The overhead is very minimal and you shouldn’t really notice it, even on very small tasks. You can view the tracking results using mpire.WorkerPool.get_insights() or use mpire.WorkerPool.print_insights() to directly print the insights to console:

import time

def sleep_and_square(x):
    # For illustration purposes
    time.sleep(x / 1000)
    return x * x

with WorkerPool(n_jobs=4) as pool:
    pool.map(sleep_and_square, range(100), enable_insights=True)
    insights = pool.get_insights()
    print(insights)

# Output:
{'n_completed_tasks': [28, 24, 24, 24],
 'total_start_up_time': '0:00:00.038',
 'total_init_time': '0:00:00',
 'total_waiting_time': '0:00:00.798',
 'total_working_time': '0:00:04.980',
 'total_exit_time': '0:00:00',
 'total_time': '0:00:05.816',
 'start_up_time': ['0:00:00.010', '0:00:00.008', '0:00:00.008', '0:00:00.011'],
 'start_up_time_mean': '0:00:00.009',
 'start_up_time_std': '0:00:00.001',
 'start_up_ratio': 0.006610452621805033,
 'init_time': ['0:00:00', '0:00:00', '0:00:00', '0:00:00'],
 'init_time_mean': '0:00:00',
 'init_time_std': '0:00:00',
 'init_ratio': 0.0,
 'waiting_time': ['0:00:00.309', '0:00:00.311', '0:00:00.165', '0:00:00.012'],
 'waiting_time_mean': '0:00:00.199',
 'waiting_time_std': '0:00:00.123',
 'waiting_ratio': 0.13722942739284952,
 'working_time': ['0:00:01.142', '0:00:01.135', '0:00:01.278', '0:00:01.423'],
 'working_time_mean': '0:00:01.245',
 'working_time_std': '0:00:00.117',
 'working_ratio': 0.8561601182661567,
 'exit_time': ['0:00:00', '0:00:00', '0:00:00', '0:00:00']
 'exit_time_mean': '0:00:00',
 'exit_time_std': '0:00:00',
 'exit_ratio': 0.0,
 'top_5_max_task_durations': ['0:00:00.099', '0:00:00.098', '0:00:00.097', '0:00:00.096',
                              '0:00:00.095'],
 'top_5_max_task_args': ['Arg 0: 99', 'Arg 0: 98', 'Arg 0: 97', 'Arg 0: 96', 'Arg 0: 95']}

We specified 4 workers, so there are 4 entries in the n_completed_tasks, start_up_time, init_time, waiting_time, working_time, and exit_time containers.

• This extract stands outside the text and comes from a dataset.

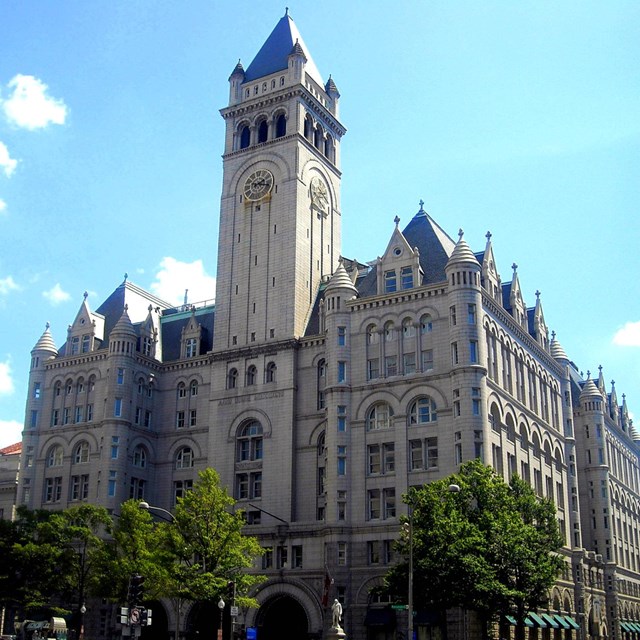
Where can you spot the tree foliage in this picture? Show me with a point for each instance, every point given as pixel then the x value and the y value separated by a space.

They show per worker the number of completed tasks, the total start up time, the total time spend on the worker_init function, the total time waiting for new tasks, total time spend on main function, and the total time spend on the worker_exit function, respectively. The insights also contain mean, standard deviation, and ratio of the tracked time. The ratio is the time for that part divided by the total time. In general, the higher the working ratio the more efficient your multiprocessing setup is. Of course, your setup might still not be optimal because the task itself is inefficient, but timing that is beyond the scope of MPIRE.

Additionally, the insights keep track of the top 5 tasks that took the longest to run. The data is split up in two containers: one for the duration and one for the arguments that were passed on to the task function. Both are sorted based on task duration (desc), so index 0 of the args list corresponds to index 0 of the duration list, etc.

When using the MPIRE Dashboard you can track these insights in real-time. See Dashboard for more information.

Note

When you use imap or imap_unordered you can view the insights during execution. Simply call get_insights() or print_insights() inside your loop where you process the results.